Variable Prepaid Forward ("VPF") Contracts

A Brief Introduction

 

Analysis

A VPF Contract is a tax-deferred forward sale of a block of eligible shares. It is a contractual arrangement, generally between the concentrated shareholder and an institutional investor, that involves a cash advance to the shareholder, a pledge of shares, and the shareholder's promise of the future delivery of a variable number of the shares.

The cash advance may be higher than would be permitted in a margin account and generally ranges from 65% to 90% of the value of the shares involved. The shareholder may employ the cash advance to  diversify his investments or for any other purpose. No interest is paid during the term of the VPF Contract; however, at the time of settlement of the contract, the shareholder must deliver an agreed minimum value of shares, plus additional shares representing a share of value above an agreed discounted base figure. Tax recognition occurs at settlement.
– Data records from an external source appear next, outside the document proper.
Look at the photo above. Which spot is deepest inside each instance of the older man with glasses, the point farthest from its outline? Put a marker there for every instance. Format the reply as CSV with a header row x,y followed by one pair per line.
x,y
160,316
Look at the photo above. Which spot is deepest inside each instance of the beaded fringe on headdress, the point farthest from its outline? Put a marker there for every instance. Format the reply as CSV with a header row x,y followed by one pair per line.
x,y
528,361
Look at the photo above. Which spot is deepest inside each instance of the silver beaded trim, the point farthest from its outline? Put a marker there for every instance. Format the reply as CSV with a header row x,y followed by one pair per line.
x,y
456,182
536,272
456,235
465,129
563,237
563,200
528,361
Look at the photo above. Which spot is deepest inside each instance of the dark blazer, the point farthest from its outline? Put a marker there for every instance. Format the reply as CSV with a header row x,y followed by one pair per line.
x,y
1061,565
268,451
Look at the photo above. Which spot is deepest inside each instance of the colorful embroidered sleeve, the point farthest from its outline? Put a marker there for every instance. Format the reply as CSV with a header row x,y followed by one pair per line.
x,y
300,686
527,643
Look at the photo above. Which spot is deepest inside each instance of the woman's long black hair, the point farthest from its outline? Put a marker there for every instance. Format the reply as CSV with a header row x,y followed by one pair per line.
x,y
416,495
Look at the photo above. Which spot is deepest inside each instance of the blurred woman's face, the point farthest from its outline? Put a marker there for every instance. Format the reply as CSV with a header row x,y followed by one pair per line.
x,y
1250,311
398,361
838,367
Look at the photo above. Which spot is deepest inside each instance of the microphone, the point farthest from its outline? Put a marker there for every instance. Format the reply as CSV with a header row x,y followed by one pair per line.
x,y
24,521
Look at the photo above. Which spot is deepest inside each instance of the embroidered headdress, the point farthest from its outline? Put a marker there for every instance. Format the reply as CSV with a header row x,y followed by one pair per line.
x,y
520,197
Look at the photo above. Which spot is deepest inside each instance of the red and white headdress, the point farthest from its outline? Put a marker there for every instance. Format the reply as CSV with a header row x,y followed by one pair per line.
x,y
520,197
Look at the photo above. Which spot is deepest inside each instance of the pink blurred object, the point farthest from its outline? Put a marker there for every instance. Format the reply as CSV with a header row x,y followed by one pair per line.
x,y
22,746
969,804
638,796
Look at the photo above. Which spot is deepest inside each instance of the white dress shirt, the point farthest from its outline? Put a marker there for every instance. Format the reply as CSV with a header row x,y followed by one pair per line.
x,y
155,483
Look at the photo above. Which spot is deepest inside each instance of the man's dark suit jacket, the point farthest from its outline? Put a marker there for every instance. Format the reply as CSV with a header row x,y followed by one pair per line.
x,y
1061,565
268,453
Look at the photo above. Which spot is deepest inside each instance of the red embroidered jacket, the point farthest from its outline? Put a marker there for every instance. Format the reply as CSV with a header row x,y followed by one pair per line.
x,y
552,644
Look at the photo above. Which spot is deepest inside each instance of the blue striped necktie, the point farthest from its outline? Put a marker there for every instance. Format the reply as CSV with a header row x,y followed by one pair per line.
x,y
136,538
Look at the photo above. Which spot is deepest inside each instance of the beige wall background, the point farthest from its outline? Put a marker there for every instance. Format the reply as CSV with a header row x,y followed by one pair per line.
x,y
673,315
Contract terms are generally for three years or less, though terms of up to five years may be available. The minimum dollar amount is typically $1 million in stock value and may exceed $3 million.

For regulatory purposes, the VPF Contract represents a sale of securities, although the shareholder can continue to collect dividends and vote in company affairs until settlement. Typically, the shareholder may also opt to settle the contract with cash, rather than deliver the shares.

Because it is backed by an institutional investor, the VPF Contract provides a robust form of risk management for the concentrated shareholder. Indeed, the agreed minimum value has already been prepaid by the institutional investor. The economics of this strategy are similar to a Protective Put option transaction in that the lower the floor value (or the lower the cash advance), and the shorter the term, the less risk is involved on the part of the counterparty and the less costly the transaction should be for the shareholder. 

 

 

In assessing the economics of a particular VPF Contract proposal, consider the transaction to be a loan combined with a put option and a call option. Each of these components may be valued separately in relation to the current market.

The value and cost of put and call options embedded in a contemplated VPF Contract may be estimated. Note, however, that the same counterparty is highly unlikely to be the best bidder on both legs of a transaction, and pricing by different investors may vary widely.

Competent structuring, bidding and negotiation of terms of a VPF contract are significant factors in its overall utility for a concentrated shareholder.